132 For the reasons set out below, orders for rescission of the whole of the Distribution Agreement or of clause 11.3 thereof would not, in the circumstances of this case, be practically just:


          i. An order for rescission of the whole of the Distribution Agreement or for rescission of clause 11.3 would not operate evenly as between Cosmoluce and Chint Australasia. It would leave Cosmoluce in the position of having enjoyed the benefit of the Distribution Agreement but deprive Chint Australasia of any benefit in return.

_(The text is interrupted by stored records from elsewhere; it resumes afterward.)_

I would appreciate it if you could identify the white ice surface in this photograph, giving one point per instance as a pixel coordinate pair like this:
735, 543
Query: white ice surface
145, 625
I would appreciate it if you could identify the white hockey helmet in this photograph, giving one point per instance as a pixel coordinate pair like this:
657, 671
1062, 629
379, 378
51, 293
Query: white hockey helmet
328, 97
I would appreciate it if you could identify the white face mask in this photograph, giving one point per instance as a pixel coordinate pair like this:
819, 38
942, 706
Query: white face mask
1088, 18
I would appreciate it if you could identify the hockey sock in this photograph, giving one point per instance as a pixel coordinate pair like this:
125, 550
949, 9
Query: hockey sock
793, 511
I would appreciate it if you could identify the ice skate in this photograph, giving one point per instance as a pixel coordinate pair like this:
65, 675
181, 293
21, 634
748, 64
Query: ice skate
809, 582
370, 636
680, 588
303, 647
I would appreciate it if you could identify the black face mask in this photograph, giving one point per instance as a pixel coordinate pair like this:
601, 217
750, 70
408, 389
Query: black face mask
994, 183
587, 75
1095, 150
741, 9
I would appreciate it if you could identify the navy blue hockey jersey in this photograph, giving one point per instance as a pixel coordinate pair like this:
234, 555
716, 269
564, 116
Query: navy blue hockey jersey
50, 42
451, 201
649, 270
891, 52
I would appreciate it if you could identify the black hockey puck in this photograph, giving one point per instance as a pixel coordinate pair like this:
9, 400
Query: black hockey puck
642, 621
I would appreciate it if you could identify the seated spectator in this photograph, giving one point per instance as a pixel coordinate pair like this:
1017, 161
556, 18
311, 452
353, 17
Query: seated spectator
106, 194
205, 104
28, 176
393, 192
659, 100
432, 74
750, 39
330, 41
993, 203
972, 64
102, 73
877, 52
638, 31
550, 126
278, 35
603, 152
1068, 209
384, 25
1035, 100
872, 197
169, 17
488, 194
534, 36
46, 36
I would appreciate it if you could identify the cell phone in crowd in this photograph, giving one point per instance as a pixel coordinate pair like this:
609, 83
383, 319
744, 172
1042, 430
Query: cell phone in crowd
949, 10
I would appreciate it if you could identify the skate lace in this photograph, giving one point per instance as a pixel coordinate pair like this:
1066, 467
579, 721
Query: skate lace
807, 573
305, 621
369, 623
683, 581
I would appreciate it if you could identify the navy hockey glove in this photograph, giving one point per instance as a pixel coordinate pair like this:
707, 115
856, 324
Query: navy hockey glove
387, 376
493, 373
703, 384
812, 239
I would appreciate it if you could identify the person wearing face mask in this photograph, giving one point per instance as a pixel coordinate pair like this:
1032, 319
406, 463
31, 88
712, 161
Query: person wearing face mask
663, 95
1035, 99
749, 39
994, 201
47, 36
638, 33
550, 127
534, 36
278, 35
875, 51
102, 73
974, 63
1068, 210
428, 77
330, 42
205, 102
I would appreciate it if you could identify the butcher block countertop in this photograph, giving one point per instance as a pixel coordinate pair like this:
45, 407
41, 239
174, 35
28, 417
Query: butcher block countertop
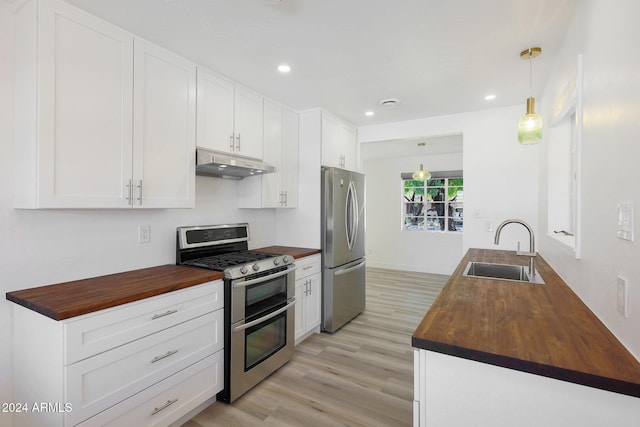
70, 299
540, 329
289, 250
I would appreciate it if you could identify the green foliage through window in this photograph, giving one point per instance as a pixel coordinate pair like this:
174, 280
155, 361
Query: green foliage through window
433, 205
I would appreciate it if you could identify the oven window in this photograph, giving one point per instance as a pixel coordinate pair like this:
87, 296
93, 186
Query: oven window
265, 296
263, 340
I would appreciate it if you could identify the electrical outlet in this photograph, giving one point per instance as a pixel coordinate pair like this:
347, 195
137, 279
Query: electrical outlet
144, 234
622, 296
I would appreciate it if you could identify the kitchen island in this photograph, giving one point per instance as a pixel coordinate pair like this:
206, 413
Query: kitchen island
582, 374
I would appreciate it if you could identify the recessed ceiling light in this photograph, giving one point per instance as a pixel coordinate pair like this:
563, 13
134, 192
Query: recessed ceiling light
389, 103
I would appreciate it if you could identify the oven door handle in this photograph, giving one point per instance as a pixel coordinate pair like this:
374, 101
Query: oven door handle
290, 303
289, 269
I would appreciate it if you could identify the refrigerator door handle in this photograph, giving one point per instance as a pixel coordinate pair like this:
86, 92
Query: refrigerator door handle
351, 215
350, 269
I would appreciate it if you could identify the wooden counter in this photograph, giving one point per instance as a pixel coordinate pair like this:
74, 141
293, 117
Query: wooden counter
289, 250
540, 329
70, 299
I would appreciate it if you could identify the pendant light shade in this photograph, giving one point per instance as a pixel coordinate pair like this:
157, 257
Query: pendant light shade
530, 125
421, 175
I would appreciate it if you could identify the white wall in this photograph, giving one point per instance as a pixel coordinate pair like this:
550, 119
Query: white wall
500, 176
51, 246
387, 245
605, 33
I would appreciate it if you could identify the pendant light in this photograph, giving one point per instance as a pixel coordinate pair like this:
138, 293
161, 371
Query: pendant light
530, 125
421, 174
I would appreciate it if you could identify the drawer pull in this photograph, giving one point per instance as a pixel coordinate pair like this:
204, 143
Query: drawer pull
167, 354
168, 312
165, 406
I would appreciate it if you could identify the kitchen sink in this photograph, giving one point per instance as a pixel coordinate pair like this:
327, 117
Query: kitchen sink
516, 273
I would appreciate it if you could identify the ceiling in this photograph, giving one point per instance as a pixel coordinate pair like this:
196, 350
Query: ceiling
437, 57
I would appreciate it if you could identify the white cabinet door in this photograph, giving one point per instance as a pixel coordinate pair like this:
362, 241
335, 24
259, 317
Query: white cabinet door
312, 302
215, 112
229, 117
248, 116
308, 289
91, 132
80, 70
300, 328
164, 128
289, 166
271, 189
279, 189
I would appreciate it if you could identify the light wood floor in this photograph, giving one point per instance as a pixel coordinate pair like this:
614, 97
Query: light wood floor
360, 376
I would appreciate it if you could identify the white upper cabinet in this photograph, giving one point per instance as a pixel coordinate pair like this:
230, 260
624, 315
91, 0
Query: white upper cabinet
164, 128
75, 118
339, 143
279, 189
230, 117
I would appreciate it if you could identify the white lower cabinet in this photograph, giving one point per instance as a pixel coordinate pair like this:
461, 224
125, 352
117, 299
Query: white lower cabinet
308, 296
164, 358
165, 402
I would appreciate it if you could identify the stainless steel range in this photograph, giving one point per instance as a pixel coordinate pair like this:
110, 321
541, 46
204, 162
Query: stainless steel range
259, 300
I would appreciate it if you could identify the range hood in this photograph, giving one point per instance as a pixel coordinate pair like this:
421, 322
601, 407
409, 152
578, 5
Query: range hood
210, 163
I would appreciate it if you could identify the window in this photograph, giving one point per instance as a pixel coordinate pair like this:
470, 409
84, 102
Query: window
435, 204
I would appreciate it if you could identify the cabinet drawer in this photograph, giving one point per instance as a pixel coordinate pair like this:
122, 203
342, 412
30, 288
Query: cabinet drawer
168, 400
94, 333
307, 266
97, 383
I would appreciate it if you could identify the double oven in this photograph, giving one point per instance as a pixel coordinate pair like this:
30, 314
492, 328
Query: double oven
259, 293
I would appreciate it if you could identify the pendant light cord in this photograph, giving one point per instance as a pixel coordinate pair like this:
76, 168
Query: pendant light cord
530, 73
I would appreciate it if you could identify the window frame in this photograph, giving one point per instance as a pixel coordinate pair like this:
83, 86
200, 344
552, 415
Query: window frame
425, 204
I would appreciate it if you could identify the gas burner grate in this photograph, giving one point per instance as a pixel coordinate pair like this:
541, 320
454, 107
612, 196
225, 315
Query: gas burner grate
223, 261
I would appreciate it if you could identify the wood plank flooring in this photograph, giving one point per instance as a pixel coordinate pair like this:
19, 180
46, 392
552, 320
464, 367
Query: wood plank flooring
360, 376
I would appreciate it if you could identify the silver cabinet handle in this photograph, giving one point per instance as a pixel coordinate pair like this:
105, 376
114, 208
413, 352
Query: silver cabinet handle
129, 193
166, 313
165, 406
291, 303
140, 192
164, 356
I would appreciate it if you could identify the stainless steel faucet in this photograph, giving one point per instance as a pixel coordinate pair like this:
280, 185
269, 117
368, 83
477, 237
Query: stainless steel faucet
532, 243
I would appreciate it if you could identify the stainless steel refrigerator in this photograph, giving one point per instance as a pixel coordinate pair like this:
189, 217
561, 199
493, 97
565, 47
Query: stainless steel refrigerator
343, 260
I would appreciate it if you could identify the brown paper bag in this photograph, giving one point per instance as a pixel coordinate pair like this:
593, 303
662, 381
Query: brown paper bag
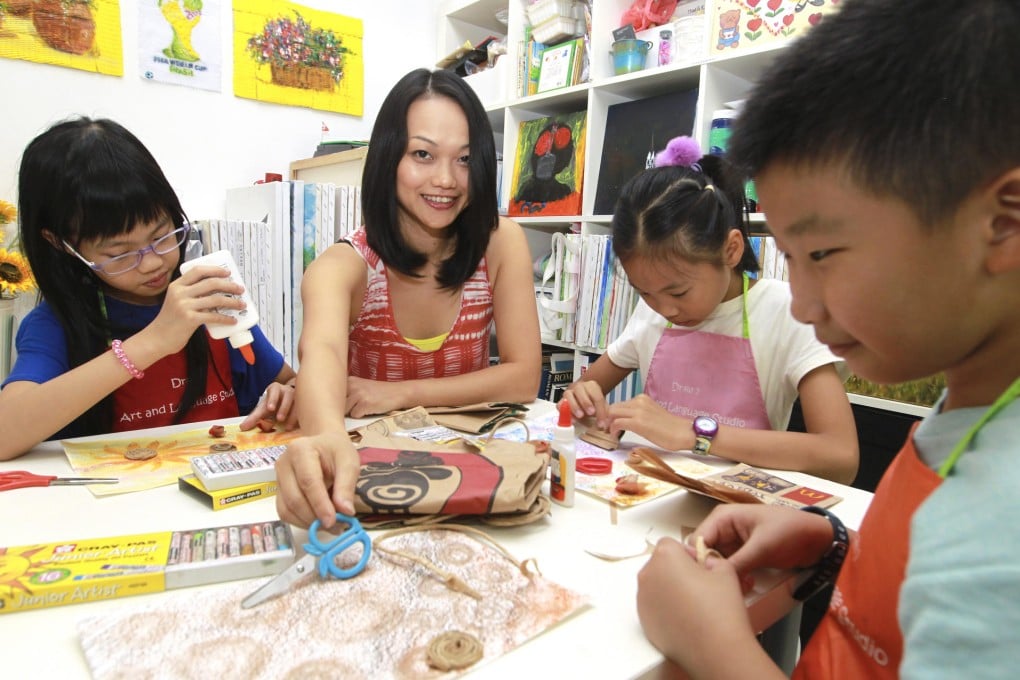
475, 418
741, 483
407, 481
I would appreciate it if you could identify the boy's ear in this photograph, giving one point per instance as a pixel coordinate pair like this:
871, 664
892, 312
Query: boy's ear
1004, 253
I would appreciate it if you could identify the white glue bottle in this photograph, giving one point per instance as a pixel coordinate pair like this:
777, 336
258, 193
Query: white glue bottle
239, 333
562, 463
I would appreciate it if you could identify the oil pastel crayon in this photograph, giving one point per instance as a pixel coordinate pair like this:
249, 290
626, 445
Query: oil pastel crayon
234, 541
281, 534
174, 555
268, 537
210, 544
246, 541
257, 544
186, 539
222, 542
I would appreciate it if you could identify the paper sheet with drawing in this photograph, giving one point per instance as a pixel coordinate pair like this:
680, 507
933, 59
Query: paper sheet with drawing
146, 462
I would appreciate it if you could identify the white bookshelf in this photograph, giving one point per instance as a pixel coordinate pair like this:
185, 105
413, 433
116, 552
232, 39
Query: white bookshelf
718, 81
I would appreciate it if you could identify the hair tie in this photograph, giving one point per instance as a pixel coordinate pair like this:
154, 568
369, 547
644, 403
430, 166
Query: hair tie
682, 151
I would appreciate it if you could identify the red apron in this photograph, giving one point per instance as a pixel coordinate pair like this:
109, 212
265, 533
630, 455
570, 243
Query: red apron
152, 402
860, 634
698, 373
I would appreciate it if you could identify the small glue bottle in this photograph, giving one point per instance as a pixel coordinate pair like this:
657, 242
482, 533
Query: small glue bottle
561, 484
239, 334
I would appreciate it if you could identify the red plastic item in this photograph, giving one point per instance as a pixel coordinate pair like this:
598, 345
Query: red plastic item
594, 466
565, 415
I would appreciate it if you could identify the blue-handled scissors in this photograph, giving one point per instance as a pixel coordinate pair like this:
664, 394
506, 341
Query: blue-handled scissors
324, 554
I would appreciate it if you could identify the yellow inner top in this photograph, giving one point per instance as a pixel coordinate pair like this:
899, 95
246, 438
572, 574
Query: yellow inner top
428, 344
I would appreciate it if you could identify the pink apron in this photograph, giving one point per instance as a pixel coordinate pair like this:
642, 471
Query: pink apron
697, 373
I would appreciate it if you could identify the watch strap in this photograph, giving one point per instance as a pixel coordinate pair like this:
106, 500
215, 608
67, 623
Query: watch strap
828, 567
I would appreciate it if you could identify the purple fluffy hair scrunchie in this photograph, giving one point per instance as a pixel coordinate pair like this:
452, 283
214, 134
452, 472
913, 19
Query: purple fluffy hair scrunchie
680, 151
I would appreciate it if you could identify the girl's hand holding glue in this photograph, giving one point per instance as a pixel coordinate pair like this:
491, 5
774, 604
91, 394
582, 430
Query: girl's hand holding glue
192, 300
587, 400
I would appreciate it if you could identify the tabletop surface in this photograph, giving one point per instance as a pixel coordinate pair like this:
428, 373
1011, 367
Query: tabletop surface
603, 640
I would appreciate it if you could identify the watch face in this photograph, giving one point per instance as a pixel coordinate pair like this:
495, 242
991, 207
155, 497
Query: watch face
706, 426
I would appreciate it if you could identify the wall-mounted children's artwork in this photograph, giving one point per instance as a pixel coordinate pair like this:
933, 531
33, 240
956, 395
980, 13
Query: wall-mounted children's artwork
549, 166
742, 24
634, 132
290, 54
75, 34
179, 42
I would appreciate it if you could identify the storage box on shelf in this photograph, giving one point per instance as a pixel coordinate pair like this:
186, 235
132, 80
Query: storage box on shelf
720, 72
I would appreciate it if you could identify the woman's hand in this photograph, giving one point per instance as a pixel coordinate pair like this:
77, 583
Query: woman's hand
316, 476
277, 404
645, 417
369, 398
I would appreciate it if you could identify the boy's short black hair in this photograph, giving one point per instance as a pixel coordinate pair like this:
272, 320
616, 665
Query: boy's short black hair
913, 98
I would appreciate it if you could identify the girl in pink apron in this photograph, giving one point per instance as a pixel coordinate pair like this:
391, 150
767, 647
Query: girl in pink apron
721, 358
117, 343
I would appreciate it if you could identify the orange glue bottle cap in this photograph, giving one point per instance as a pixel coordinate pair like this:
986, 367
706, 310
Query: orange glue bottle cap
242, 342
565, 415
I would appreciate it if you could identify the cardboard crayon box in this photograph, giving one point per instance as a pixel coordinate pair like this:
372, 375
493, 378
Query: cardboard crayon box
94, 569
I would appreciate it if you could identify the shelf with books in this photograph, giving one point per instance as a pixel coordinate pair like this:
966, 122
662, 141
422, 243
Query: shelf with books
717, 73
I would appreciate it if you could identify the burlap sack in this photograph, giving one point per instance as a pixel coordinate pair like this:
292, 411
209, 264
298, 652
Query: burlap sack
409, 481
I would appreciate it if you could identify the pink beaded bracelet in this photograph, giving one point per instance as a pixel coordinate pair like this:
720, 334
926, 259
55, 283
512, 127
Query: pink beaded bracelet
118, 352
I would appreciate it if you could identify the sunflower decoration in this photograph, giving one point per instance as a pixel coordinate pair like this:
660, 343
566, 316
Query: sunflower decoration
15, 274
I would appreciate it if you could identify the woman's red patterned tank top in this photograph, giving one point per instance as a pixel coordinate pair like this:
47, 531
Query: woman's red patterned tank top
376, 351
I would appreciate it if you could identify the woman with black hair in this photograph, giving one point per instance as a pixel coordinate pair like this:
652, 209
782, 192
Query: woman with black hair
400, 314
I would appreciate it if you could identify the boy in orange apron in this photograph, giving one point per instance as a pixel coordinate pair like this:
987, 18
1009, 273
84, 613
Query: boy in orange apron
902, 234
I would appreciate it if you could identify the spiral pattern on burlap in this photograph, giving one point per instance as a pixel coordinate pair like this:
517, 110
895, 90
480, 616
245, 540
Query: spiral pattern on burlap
453, 650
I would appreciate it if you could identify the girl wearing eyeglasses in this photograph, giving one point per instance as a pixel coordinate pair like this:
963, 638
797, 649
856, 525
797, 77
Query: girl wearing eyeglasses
116, 343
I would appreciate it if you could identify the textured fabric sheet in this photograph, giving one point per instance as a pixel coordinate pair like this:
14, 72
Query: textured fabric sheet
377, 625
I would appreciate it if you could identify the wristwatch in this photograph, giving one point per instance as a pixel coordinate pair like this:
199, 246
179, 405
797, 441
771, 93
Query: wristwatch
705, 430
828, 568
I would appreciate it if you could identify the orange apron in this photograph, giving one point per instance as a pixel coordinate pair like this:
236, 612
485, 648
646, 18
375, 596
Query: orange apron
860, 633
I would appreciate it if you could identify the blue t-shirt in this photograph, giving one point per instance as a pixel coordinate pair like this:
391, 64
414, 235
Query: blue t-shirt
42, 353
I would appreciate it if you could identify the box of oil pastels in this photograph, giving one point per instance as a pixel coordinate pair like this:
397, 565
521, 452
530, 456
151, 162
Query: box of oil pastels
86, 570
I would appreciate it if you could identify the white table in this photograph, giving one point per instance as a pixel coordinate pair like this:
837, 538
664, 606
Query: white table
604, 640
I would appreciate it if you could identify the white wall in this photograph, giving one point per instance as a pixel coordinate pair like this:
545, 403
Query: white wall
207, 142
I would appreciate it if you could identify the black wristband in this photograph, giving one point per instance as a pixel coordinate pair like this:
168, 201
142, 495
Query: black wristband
827, 569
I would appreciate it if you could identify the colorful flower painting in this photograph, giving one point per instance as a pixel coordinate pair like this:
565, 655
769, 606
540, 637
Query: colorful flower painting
290, 54
742, 24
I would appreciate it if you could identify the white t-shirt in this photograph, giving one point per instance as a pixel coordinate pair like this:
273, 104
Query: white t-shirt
784, 349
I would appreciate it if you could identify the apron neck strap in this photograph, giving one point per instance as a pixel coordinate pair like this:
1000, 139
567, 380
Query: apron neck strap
1012, 393
744, 302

          ii. The substance of the commercial transaction in the Distribution Agreement was that, in return for the minimum purchase obligations, Chint Australasia sold to Cosmoluce the opportunity to make profit by the distribution of Chint products during the term of the Distribution Agreement. Cosmoluce had that opportunity and the attendant benefit of possible gain for the currency of the Distribution Agreement. That is a benefit that cannot now be restored to Chint Australasia and, given the deterioration of the relationship with Chint China, is unlikely to be of much value in the future to Chint Australasia. An order for rescission of the whole of or clause 11.3 of the Distribution Agreement would permit Cosmoluce to retain the benefit of the commercial opportunity it received under the Distribution Agreement while entirely depriving Chint Australasia of any of benefit in return.

          iii. Put another way, far from being a substantial restoration of the status quo ante , rescission of the whole of the Distribution Agreement or of clause 11.3 of the Distribution Agreement would transform the commercial bargain between Chint Australasia and Cosmoluce into one in which Cosmoluce had the whole of the commercial benefit associated with the opportunity to distribute Chint products but was immunised from any commercial risk.

          iv. Rescission would not be a proportionate remedial response to the (assumed) wrongdoing of Chint Australasia: see Akron Securities Ltd v Ilife (1997) 41 NSWLR 353 at 368E – F. Many of the alleged misrepresentations concern matters which were not at the centre of the commercial bargain contained in the Distribution Agreement. In those circumstances, the “total dismantling of the parties’ relationship ex post” would not be an appropriate remedial response: Akron Securities Ltd v Ilife (1997) 41 NSWLR 353 at 368E.

          v. The quantum of damages suffered by Cosmoluce from the (alleged) misrepresentations would represent a fraction of the value of the bargain of which Chint Australasia would be deprived if an order for rescission was to be made.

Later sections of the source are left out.